Roderick MacKinnon shares the 2001 Gairdner International Award with Bertil Hille and Clay Armstrong. Harvard’s Marc Kirschner also received the award.

MacKinnon, head of Rockefeller’s Laboratory of Molecular Neurobiology and Biophysics and an investigator with the Howard Hughes Medical Institute, shares this award with Bertil Hille, a Rockefeller University alumnus who is a professor of physiology and biophysics at the University of Washington, and Clay M. Armstrong, a professor in the Department of Physiology at the University of Pennsylvania School of Medicine. In 1999, the same three researchers shared the Lasker Award for Basic Medical Research.

Marc Kirschner, head of the Department of Cell Biology at Harvard Medical School, also is a recipient of this year’s award. In addition, Henry Friesen, who received the Gairdner International Award in 1977, received the Gairdner Foundation 2001 Wightman Award for his work as chair of the Board of Genome Canada.

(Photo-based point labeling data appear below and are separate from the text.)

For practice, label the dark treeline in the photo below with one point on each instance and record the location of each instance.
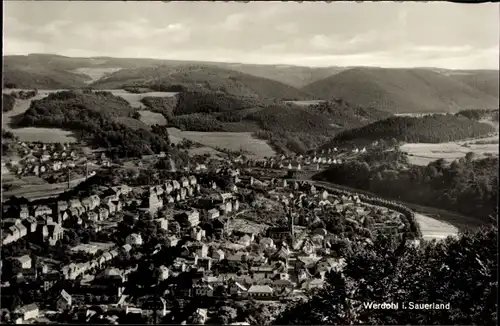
(8, 102)
(466, 186)
(479, 114)
(197, 122)
(162, 105)
(136, 90)
(208, 102)
(24, 95)
(428, 129)
(460, 272)
(347, 115)
(287, 127)
(91, 115)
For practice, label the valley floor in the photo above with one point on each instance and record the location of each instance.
(423, 154)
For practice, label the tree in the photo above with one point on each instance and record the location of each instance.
(225, 315)
(469, 157)
(461, 272)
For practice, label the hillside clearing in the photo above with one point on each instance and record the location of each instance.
(95, 73)
(152, 118)
(135, 99)
(233, 141)
(423, 154)
(47, 135)
(434, 229)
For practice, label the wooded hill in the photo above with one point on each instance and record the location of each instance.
(460, 272)
(436, 128)
(97, 118)
(466, 186)
(8, 102)
(201, 78)
(295, 76)
(410, 90)
(287, 127)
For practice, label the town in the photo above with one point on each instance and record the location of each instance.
(232, 232)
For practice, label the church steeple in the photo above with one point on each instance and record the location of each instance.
(291, 226)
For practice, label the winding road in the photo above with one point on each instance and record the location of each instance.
(432, 228)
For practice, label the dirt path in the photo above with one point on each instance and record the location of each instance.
(431, 227)
(434, 229)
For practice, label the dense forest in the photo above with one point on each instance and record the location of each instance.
(8, 102)
(197, 122)
(94, 117)
(208, 102)
(200, 77)
(162, 105)
(461, 272)
(479, 114)
(287, 127)
(466, 186)
(409, 90)
(24, 95)
(427, 129)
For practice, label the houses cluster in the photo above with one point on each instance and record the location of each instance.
(37, 159)
(279, 262)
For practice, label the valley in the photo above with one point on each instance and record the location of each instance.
(278, 165)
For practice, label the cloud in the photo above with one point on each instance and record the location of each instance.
(289, 33)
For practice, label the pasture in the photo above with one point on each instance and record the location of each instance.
(233, 141)
(96, 73)
(47, 135)
(423, 154)
(434, 229)
(305, 103)
(55, 135)
(135, 99)
(152, 118)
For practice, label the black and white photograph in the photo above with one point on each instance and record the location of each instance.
(249, 163)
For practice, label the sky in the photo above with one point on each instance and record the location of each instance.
(386, 34)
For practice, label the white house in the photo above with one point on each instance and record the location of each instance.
(64, 301)
(134, 239)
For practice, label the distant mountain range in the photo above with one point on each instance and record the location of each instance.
(409, 90)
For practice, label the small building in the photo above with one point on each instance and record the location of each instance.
(134, 239)
(64, 301)
(212, 213)
(218, 255)
(27, 312)
(260, 291)
(23, 262)
(42, 210)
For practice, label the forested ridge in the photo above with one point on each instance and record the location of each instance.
(466, 186)
(212, 101)
(479, 114)
(162, 105)
(409, 90)
(94, 117)
(200, 77)
(287, 127)
(436, 128)
(460, 272)
(8, 102)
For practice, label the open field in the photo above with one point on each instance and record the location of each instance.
(152, 118)
(48, 135)
(423, 154)
(434, 229)
(39, 191)
(434, 223)
(96, 73)
(306, 103)
(135, 99)
(229, 140)
(204, 150)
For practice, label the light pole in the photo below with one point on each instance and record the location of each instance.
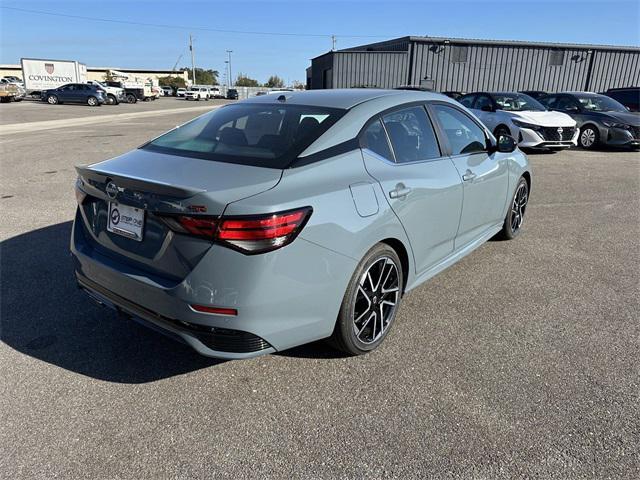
(193, 62)
(229, 52)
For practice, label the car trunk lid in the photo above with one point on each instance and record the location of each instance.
(160, 185)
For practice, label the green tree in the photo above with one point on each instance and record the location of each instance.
(274, 82)
(175, 82)
(244, 81)
(205, 77)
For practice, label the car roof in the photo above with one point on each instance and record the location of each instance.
(344, 98)
(586, 94)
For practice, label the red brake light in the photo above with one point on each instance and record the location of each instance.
(248, 234)
(230, 312)
(202, 227)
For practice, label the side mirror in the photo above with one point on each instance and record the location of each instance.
(506, 144)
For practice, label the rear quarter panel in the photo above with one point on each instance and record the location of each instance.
(335, 223)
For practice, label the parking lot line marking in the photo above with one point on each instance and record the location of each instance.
(14, 128)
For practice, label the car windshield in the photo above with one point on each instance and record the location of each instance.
(517, 102)
(600, 103)
(263, 135)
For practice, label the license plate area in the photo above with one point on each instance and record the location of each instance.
(126, 221)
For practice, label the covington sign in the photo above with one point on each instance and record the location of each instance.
(50, 78)
(41, 74)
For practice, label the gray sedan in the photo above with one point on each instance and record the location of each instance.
(284, 219)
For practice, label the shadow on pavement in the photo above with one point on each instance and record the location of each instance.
(44, 315)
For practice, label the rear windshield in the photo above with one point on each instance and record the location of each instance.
(517, 102)
(263, 135)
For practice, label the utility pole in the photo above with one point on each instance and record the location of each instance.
(193, 63)
(229, 52)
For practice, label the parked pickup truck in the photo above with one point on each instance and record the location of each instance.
(197, 93)
(10, 91)
(114, 95)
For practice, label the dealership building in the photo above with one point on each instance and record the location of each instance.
(464, 65)
(99, 73)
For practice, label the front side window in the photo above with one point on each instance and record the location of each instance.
(411, 135)
(467, 100)
(464, 135)
(600, 103)
(549, 101)
(484, 101)
(270, 136)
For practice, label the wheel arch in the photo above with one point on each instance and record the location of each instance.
(403, 254)
(527, 176)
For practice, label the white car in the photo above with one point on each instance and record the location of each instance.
(114, 95)
(524, 118)
(197, 93)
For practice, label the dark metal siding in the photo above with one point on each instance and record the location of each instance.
(615, 69)
(494, 68)
(318, 66)
(369, 69)
(490, 66)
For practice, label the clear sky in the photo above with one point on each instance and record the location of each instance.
(132, 45)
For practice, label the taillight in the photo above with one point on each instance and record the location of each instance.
(80, 195)
(248, 234)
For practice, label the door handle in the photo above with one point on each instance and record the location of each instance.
(468, 176)
(400, 192)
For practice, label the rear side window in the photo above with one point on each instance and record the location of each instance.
(467, 100)
(264, 135)
(375, 139)
(411, 134)
(464, 135)
(483, 101)
(565, 103)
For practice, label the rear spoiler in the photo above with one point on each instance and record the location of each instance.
(94, 177)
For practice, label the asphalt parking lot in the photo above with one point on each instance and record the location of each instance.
(521, 361)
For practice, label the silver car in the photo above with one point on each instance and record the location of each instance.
(281, 220)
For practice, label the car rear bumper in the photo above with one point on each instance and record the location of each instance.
(620, 137)
(284, 298)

The Gairdner Foundation began awarding the Gairdner International Award in 1959. Of the past 251 International Award winners, 54 have gone on to win a Nobel Prize. Among the many Rockefeller scientists who have received the Gairdner Award are Arnold and Mabel Beckman Professor Robert Roeder, Vincent Astor Professor James E. Darnell Jr., John D. Rockefeller Jr. Professor Günter Blobel and Professor Emeritus Vincent Dole.

The science behind the prize

In 1998, MacKinnon’s laboratory solved the structure of the potassium ion channel. The three-dimensional image of the channel was featured on the cover of Science magazine, which labeled this breakthrough one of the 10 biggest science stories of the year.

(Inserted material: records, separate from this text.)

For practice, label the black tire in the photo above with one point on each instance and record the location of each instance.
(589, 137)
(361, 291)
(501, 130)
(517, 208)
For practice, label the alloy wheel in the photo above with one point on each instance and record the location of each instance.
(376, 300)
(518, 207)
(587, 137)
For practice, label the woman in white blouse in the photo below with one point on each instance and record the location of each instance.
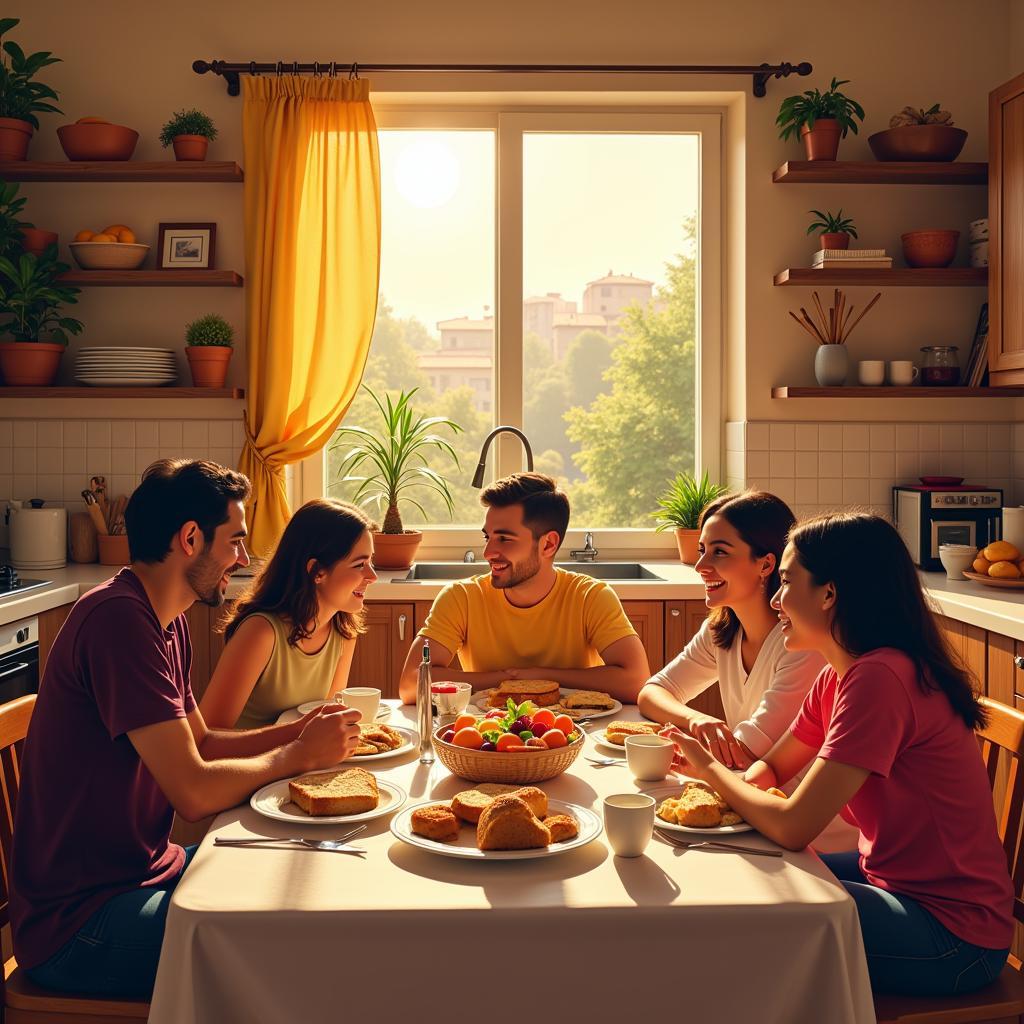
(740, 645)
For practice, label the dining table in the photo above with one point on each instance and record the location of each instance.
(281, 934)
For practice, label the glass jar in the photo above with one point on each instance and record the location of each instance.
(940, 368)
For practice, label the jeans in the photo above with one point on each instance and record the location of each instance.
(116, 951)
(909, 952)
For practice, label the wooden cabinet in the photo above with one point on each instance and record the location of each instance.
(1006, 233)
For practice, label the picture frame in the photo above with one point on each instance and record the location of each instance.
(186, 246)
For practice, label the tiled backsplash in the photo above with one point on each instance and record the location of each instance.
(53, 459)
(820, 466)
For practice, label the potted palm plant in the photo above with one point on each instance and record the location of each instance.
(821, 119)
(679, 508)
(20, 97)
(395, 457)
(32, 297)
(209, 342)
(836, 229)
(189, 132)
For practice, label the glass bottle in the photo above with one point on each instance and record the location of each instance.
(424, 708)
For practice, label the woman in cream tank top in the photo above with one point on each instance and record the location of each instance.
(292, 635)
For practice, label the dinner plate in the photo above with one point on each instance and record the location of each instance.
(481, 700)
(272, 802)
(659, 793)
(465, 845)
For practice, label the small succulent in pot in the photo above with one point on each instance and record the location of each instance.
(821, 119)
(189, 132)
(836, 229)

The transfer of potassium ions across cell membranes has long been understood as an essential activity for many life-sustaining functions. The proper balance of these ions is essential for fundamental operations, such as the transmission of nerve impulses throughout the body and brain. But until MacKinnon captured an image of the channel, it was not well understood how the process actually worked.

Shaped like tiny doughnuts floating in oil, ion channels perform the dual functions of gateway and gatekeeper. The holes in the doughnut form the gateway through which the ions flow. However, these holes, or pores, are endowed with special properties that enable different channel proteins to be selective as to which ions they allow passage.

MacKinnon sought to understand the structure of the protein and the answers to two compelling questions: What do these channels look like? And how are they able to allow passage of potassium ions while blocking other ions that are similar?

Using electrophysiological and biochemical approaches at Harvard, MacKinnon studied the interaction of the potassium channel with a specific toxin derived from scorpion venom and figured out that the toxin blocked the flow of ions by sitting directly on the pore of the channel. He then exploited the toxin to analyze the subunit structure, the moving gates and the ion conduction pathway of potassium channels.

MacKinnon calls the design of the potassium ion channel protein "elegant in its simplicity." The balance of electrical forces and chemical bonds inside the protein not only send potassium ions through the channel rapidly but also keeps out most other ions. MacKinnon’s research may play an important role in the development of drugs to deal with diseases ranging from diabetes to heart problems.